1. Tell Everyone You Know
This may seem obvious but you would be shocked to learn that a lot of people who start a business don’t tell anyone they know about it. This is a mistake. You want to get the word out to everyone you know, because they may know someone that needs you and tell them about you. Hand out business cards and offer an incentive to get them to send you a paying client.
2. Get Involved
Being involved in your local community and online communities, both business and personal, will help you become a known entity. You don’t even have to become a sales person in these associations. Instead, you just be yourself; and when someone asks what you do, be ready with an answer. Be ready to give them a business card – or if you’re online, make sure your profile is amazing and compelling.
3. Start a Joint Venture
A joint venture is a temporary partnership in which you join forces with someone who markets to your audience but who is not direct competition. Make sure you have a really good offer; host a webinar teaching your audience something to solve one of their most burning problems. Since you’ll get access to their list (and in exchange you should do all the work for the event), you should get at least one client out of the process.
4. Be Social
Make all your profiles on social media compelling and informative. Post a good profile image that shows your face and eyes. It doesn’t have to be a professional shot, but it should be clear and show a good depiction of your personality. Join various groups online, consisting of both your audience and your competition.

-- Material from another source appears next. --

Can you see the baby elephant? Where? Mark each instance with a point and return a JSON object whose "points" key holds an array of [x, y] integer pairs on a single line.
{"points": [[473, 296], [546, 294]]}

Get to know people, help people, and let your profile speak for itself.
5. Build Your Reputation
Take the time now that you don’t have any clients to work on reputation building. The way you do this is participate in webinars, discussions, and blabs (Blab.im), showing your professional knowledge about your niche and how you can solve problems for them. Write a book, blog, guest blog; develop a freebie (lead magnet) to give away so you can build an email list.
6. Optimize Your Website
Your website is the hub of all other activity. Ensure that it works on any device, that it loads fast, and that it is pleasing to the eye. Use keyword-rich titles, appropriate anchor text, and publish informative blog posts. Ensure that you have at least a home page, blog page, about us page, service page and a contact page, and that there is no mistaking what it is you do when someone visits your website.
7. Be Your Own Client
One of the best demonstrations of what you can do involves being a bright, shining light that shows the world what it is that you do. If you are a website developer, then your website should demonstrate all the bells and whistles. If you’re a content writer, then the content on your site should be top-notch. And if you are a virtual assistant, then you should demonstrate what you do for others on your website.
Once you get that first client, it will begin an amazing snowball effect. That client will tell other people, and before you know it, you’ll have a full roster of clients and a waiting list.